Another one of Nessie the Bad Dog’s endearing traits is that she’s always hungry. She would counter surf a tsunami if it meant she’d end up with a tasty morsel at the end. Her insatiable quest for food has landed her in all sorts of predicaments. She’s been trapped on the dining room table, had her head caught in a too small cardboard box, made it snow brownie mix all over the kitchen and once even ate all of my son’s foil wrapped Easter candy when she was alone between the sunrise and the 10 o’clock services. That made for further entrainment as all of her bowl movements for the next week came out like cast-off disco balls from a Lady GaGa tour. This cranky, hungry, often stinky, ball of fluff ad teeth is yet another of my crosses to bear.

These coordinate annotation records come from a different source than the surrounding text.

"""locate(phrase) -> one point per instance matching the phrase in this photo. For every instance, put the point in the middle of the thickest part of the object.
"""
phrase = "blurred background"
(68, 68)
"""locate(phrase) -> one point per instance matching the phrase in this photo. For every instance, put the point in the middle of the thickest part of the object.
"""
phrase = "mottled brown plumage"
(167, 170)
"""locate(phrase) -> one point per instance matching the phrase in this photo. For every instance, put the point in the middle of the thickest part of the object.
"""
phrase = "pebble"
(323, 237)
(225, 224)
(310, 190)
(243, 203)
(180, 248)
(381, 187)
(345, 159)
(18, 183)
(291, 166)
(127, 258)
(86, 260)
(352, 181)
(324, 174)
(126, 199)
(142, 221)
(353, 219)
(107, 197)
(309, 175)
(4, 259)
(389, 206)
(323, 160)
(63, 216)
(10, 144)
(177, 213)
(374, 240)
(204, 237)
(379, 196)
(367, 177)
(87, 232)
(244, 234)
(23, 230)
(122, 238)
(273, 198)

I wonder about this odd creature that shares my home. Could she ever be content? It seems no matter what she has scarfed down from the counter or stolen off the table or nicked out of the garbage, she is always looking for more and more. I don’t think there would ever be an “enough” for Nessie.
Growls if you pet her- Growls if you stop.
This morning I managed to spill a vast amount of hot coffee all over my winter coat. The travel lid was not secured properly and so while I was trying to sip it like a lady- it was flowing like Niagara Falls onto my suede jacket. There was so much coffee spilt that it seeped through to my work clothes and stained the sweater I was wearing. I growled.
I was mad at the cup. I was mad at the coffee and mostly mad at myself. I didn’t need that cup of coffee. I’m really not even sure why I felt to need to make it for myself and bring it into the car with me. I was content. I was caffeinated. And then I wanted MORE and so was baptized in French roast.
I don’t know why I didn’t listen to myself. If I had listened to that inner voice, I would have known that “enough” point with the coffee had been passed. If I listened to “Enough!” I’d have not gained those last ten pounds. I’d have stopped talking before I said that stupid thing I couldn’t take back. I’d have not purchased that “one more- had to have” thing.
Contentment eludes me even when I know I’m content. Like Nessie the Bad Dog I assume that there is just something MORE that I need. MORE; even when I don’t need it.
Perhaps I’ll stop seeking contentment when I am more content. All of this is to say that as a painfully flawed human I know I’ve got a lot in common with Nessie the Bad Dog. We are just going to sit here and growl for a while.